DIRIGEANT - RELATIONS DIRIGEANT-ENTREPRISE - 27.11.2023

Caution du dirigeant disproportionnée : conséquences ?

Lorsque votre société a fait l’acquisition d’un fonds de commerce, vous vous êtes porté caution, avec votre conjoint, du remboursement du prêt. Si un jour la banque vous appelait à exécuter cet engagement, dans quelle mesure pourriez-vous soulever que le cautionnement était disproportionné, et avec quelles conséquences ? Un cas jugé.

Les faits

Des époux, mariés sous le régime de la communauté, se portent caution, à hauteur de 466 000 € chacun, du remboursement d’un prêt consenti par une banque à l’occasion de l’achat d’un fonds de commerce par une société.

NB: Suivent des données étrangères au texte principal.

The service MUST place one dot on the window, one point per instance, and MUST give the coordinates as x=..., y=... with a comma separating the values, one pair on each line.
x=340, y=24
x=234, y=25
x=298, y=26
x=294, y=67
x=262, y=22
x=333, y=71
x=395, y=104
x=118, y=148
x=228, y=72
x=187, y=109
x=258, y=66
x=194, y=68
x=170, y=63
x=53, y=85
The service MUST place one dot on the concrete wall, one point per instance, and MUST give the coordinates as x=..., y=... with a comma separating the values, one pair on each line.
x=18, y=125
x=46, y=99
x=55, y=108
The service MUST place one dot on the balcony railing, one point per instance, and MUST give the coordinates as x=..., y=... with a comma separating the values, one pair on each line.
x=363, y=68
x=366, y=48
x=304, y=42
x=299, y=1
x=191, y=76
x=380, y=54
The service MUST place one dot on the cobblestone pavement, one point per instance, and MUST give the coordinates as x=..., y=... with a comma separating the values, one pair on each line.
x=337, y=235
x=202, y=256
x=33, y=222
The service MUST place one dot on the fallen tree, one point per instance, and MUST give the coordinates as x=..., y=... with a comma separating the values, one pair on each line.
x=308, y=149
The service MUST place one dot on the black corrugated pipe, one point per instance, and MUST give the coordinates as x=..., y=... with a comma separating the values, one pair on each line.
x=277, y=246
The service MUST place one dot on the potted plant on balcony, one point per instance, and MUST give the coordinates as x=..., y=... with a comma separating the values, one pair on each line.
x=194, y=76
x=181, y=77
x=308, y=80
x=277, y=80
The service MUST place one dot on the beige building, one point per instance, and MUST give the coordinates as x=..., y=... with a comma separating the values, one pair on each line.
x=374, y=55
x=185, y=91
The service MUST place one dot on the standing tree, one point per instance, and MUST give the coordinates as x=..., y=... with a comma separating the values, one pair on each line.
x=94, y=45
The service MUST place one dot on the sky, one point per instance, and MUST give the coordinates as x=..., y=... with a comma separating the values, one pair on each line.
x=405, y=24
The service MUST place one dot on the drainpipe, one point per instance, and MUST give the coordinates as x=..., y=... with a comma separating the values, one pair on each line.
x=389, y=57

La société ne pouvant plus honorer les échéances du prêt, la banque demande au couple l’exécution de son engagement de caution. Le couple soutient alors que ce cautionnement était disproportionné.

La décision du juge

Le juge relève qu’aucune fiche de renseignements sur la situation patrimoniale des cautions n’avait été établie lorsque les époux se sont portés caution.

Il constate que le mari percevait alors un revenu mensuel de 3 000 €, et sa femme, de 2 700 € ; que, au titre de leurs charges, leur impôt sur le revenu s’élevait à 3 300 €, et qu’ils remboursaient chaque mois des crédits pour l’achat d’un véhicule (192 €) et de leur logement (900 €) ; que leur logement était évalué à 350 000 €, le capital restant dû au moment du cautionnement s’élevant à 35 400 €, si bien que leur actif immobilier s’élevait à 314 600 € ; qu’ils possédaient des valeurs mobilières pour un montant de 130 800 €, mais avaient apporté 105 000 € pour l’achat du fonds, si bien que leur actif disponible était réduit à 25 800 € ; et que, en affectant la totalité de leurs biens (340 400 €) au paiement de leur engagement de caution de 466 000 €, il restait 125 600 € à apurer avec leurs revenus (s’élevant chaque mois, déduction faite des impôts et du remboursement des prêts, à 4 300 €, sans compter le minimum nécessaire à leur vie courante), ce qui ne pouvait être fait en moins de 30 mensualités.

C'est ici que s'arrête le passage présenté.